ReactOS was accused of using code from the Windows Research Kernel so this will be very interesting to the ReactOS’ guys.
This has been solved in court in 2004. ReactOS uses as the judge said “not a single line of code” of the leaked NT4 nor the leaked windows 2000 source code. And the project ACTIVELY says that unless you have legal rights to the code (author in the most part) you can not contribute.
You are spreading F.U.D
NaGERST,
There are windows engineers who say it happened though…
https://www.osnews.com/story/130275/reactos-a-ripoff-of-the-windows-research-kernel-claims-microsoft-kernel-engineer/
Of course this would be a whole lot easier to independently verify if we had all the code. Do you have a link for an analysis based on leaked sources? It could be interesting to read.
Also, this was disappointing for many of us, but courts have set the precedent for copyrightable APIs. It may no longer be enough to have a clean implementation for clones to legally be in the clear. Regardless of implementation, reactOS may be vulnerable to API copyrights. Their status may hinge on fair use exemptions, which need to be granted on a case by case basis.
Sorry for commenting on old comment, but the leaked NT4 code was not all of the code in NT, just a subset. So its entirely possible to look at the portions of NT4 code that ReactOS didn’t take from and say there is no copying involved. I have no independent knowledge of any copying, but I don’t think the NT4 leak case was definitive by any measure.
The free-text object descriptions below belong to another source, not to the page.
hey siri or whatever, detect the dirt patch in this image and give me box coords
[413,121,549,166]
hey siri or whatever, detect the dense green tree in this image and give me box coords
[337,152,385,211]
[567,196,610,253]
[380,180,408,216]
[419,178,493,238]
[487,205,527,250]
While also acknowledging the Old SCO lawsuit exposed how to completely different code bases could end up with a lot of similarities if there is an attempt to be compatible without meaning that code was copied. So IDK. I only know reactos will never be good enough for my uses. I gave up on waiting on it decades ago…
Bill Shooter of Bul,
I have no independent knowledge either, and that’s why I asked what the evidence was.
Only microsoft and it’s employees are in a definitive position to prove it…assuming code was in fact copied.
I’ve tried it as well and it wasn’t good enough for me either.